August 04, 2008 - Victor

J’ai perdu la dernière version de ce texte, qui risque donc d’être moins fouillée que ce que j’aurais voulu, mais ici la mémoire me joue des tours…

Titi est assez stricte sur ses règles de vie. Il faut notamment arriver, si possible, à l’heure aux repas. Le premier groupe l’ayant certainement un peu échauffée sur ce point, elle en est arrivée à adopter une solution de son cru : obliger le dernier arrivé à ingurgiter un « dessert surprise ».
Je partage celui d’Ugo un soir, et en suis quitte pour une croquette à la viande servie avec du lait chaud sucré. Hier, c’était un « sow », sorte de Yop, mais salé à l’extrême… Clairement immangeable, sous peine de détruire ad vitam aeternam le peu de flore intestinale qui survit à notre cuisine pimentée. Bien heureusement, la bière est au rendez-vous pour faciliter la digestion des choses trop inacceptables.

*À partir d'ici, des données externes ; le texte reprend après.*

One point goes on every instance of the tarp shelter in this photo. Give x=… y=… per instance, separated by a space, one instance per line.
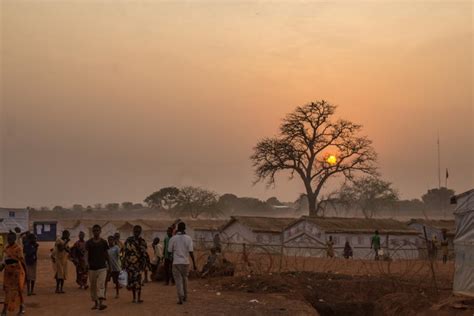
x=45 y=231
x=464 y=243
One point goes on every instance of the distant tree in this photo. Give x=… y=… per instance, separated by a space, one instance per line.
x=127 y=205
x=369 y=195
x=438 y=199
x=273 y=201
x=228 y=203
x=315 y=147
x=164 y=198
x=77 y=207
x=301 y=204
x=112 y=206
x=195 y=201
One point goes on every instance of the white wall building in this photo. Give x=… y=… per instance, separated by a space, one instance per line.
x=13 y=217
x=464 y=244
x=266 y=231
x=307 y=236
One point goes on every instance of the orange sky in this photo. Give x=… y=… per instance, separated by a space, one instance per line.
x=109 y=100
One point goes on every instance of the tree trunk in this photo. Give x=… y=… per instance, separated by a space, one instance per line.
x=313 y=211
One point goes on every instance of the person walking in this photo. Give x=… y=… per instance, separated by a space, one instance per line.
x=60 y=258
x=78 y=256
x=30 y=250
x=375 y=244
x=348 y=250
x=181 y=247
x=114 y=265
x=135 y=261
x=97 y=259
x=14 y=276
x=167 y=257
x=330 y=248
x=157 y=258
x=445 y=246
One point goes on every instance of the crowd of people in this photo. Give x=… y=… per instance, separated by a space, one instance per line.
x=376 y=246
x=97 y=262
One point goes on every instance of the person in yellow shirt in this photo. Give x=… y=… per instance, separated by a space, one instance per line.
x=1 y=248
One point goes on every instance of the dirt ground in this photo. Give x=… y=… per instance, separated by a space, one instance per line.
x=303 y=286
x=159 y=299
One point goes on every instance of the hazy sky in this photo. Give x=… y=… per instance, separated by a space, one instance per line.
x=109 y=100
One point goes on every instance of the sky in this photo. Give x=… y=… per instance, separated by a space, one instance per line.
x=107 y=101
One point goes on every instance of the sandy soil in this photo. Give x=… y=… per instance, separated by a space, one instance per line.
x=159 y=299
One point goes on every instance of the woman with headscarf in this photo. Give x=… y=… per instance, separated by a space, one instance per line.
x=135 y=261
x=60 y=257
x=78 y=257
x=14 y=276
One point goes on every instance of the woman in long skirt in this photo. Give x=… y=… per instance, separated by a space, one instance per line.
x=14 y=276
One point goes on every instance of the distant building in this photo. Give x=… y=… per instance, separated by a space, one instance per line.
x=13 y=217
x=464 y=243
x=307 y=236
x=45 y=230
x=257 y=230
x=203 y=231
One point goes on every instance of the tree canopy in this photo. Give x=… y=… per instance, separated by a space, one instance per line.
x=164 y=198
x=316 y=147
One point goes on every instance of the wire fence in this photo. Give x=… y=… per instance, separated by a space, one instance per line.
x=398 y=263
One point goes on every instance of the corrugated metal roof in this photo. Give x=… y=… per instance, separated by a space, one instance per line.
x=262 y=224
x=359 y=225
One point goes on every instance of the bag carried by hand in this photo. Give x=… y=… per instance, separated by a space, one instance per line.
x=123 y=278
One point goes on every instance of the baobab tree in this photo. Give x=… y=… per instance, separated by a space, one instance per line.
x=316 y=147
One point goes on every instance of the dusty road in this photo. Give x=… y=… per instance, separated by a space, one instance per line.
x=159 y=299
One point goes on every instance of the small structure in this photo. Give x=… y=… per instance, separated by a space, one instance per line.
x=434 y=227
x=308 y=235
x=158 y=228
x=45 y=230
x=203 y=230
x=126 y=230
x=10 y=218
x=265 y=231
x=464 y=243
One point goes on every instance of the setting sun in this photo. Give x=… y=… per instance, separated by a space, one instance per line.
x=332 y=160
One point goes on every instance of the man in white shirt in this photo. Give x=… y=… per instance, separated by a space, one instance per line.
x=181 y=247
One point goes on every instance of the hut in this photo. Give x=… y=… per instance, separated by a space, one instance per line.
x=464 y=244
x=10 y=218
x=158 y=228
x=308 y=236
x=264 y=231
x=45 y=230
x=434 y=227
x=126 y=230
x=203 y=230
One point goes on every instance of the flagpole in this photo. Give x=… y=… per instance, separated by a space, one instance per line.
x=447 y=176
x=439 y=165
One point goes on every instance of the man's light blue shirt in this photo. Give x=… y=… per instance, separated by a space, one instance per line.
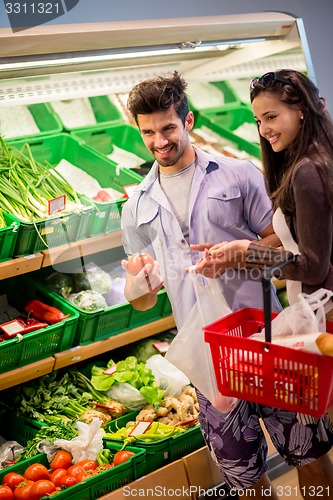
x=228 y=201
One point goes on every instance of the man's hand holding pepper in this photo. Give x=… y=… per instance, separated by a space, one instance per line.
x=141 y=289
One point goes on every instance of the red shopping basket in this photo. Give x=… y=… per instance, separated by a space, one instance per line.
x=266 y=373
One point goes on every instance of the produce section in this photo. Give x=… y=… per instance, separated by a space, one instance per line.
x=107 y=142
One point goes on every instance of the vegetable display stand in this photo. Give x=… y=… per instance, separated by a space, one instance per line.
x=228 y=96
x=225 y=121
x=20 y=429
x=105 y=112
x=164 y=451
x=96 y=486
x=8 y=237
x=42 y=343
x=43 y=116
x=106 y=215
x=123 y=136
x=264 y=372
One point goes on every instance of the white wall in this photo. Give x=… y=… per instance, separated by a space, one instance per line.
x=317 y=17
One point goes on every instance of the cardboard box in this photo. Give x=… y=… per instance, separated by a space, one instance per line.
x=168 y=482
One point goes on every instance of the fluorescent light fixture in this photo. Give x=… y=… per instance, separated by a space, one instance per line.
x=184 y=48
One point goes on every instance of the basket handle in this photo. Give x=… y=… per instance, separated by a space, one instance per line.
x=266 y=286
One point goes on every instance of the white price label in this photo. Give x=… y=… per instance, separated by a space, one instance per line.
x=162 y=347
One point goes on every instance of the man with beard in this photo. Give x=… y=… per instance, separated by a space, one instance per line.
x=190 y=197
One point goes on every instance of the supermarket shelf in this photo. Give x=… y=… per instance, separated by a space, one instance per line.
x=62 y=253
x=28 y=372
x=80 y=353
x=21 y=265
x=81 y=248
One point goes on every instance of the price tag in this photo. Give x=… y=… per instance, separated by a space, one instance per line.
x=187 y=422
x=57 y=204
x=111 y=370
x=129 y=189
x=99 y=405
x=12 y=327
x=162 y=347
x=141 y=427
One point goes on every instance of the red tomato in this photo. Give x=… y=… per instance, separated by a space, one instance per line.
x=22 y=492
x=12 y=479
x=41 y=488
x=61 y=460
x=137 y=261
x=57 y=475
x=87 y=464
x=102 y=468
x=6 y=493
x=68 y=481
x=73 y=470
x=122 y=456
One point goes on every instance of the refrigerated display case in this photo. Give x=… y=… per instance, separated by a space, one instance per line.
x=55 y=63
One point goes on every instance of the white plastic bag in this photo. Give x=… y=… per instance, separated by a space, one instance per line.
x=167 y=376
x=127 y=395
x=307 y=315
x=87 y=444
x=190 y=353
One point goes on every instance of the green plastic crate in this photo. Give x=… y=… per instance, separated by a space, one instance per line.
x=42 y=343
x=96 y=486
x=8 y=237
x=231 y=98
x=124 y=136
x=20 y=429
x=106 y=216
x=161 y=309
x=105 y=112
x=112 y=320
x=46 y=120
x=225 y=121
x=160 y=453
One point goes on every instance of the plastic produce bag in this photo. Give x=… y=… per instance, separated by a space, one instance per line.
x=127 y=395
x=167 y=375
x=190 y=353
x=87 y=444
x=305 y=316
x=9 y=451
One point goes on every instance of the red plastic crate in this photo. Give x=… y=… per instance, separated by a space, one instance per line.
x=267 y=373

Arona propose, depuis quelques jours, des allers à la pêche, avec les pêcheurs du coin, ce qui ne manque pas. Mon tour viendra dans les prochaines semaines, lorsque j’en formulerai la demande. Mais il est vrai qu’en ce moment, avec le premier groupe à former, nous sommes plutôt débordés par le travail et notamment la préparation de cours suffisamment clairs pour ne pas avoir à absolument tout répéter (quoique…) et suffisamment longs pour que les immanquables surdoués de la classe ne finissent tout en quelques clics. Tout cela fait que nous nous levons depuis une semaine une bonne heure à l’avance afin de prépare avec acharnement avant le début du cours, tels des sportifs concentrés sur leurs claviers, un ou deux nouveaux cours & exercices pour la journée.

La pêche, d’ailleurs, tout le monde y réagit différemment, et les expériences diffèrent. Pêche bonne pour Ugo, mauvaise pour Jules, et catastrophique pour d’autres. Le mal de mer guette dans ces pirogues en forme de V, plus que malmenées par les courants de l’Océan. Ici, c’est un ennemi d’autant plus fort que nous sommes non loin d’une embouchure naturelle et une autre artificielle. L’eau circule et le fait savoir.

Notre première évaluation se passe sans trop d’encombres. Le matin, les jeunes nous surprennent par leur vivacité. Une jeune fille notamment, Aminata, se démarque en terminant tout, de façon impeccable, 30 minutes avant la date limite. Personne ne devait égaler cette performance par la suite ; quant à elle, elle ne cesse de nous impressionner durant chaque séance. Nous en sommes d’ailleurs à préparer des questions bonus, de plus en plus nombreuses et difficiles, pour occuper les gens trop rapides… Une assurance fatigue qui paie. Aucune personne ne reçoit de note inférieure à 10, il y a une demi-douzaine entre 17 et 20. Le reste s’échelonne.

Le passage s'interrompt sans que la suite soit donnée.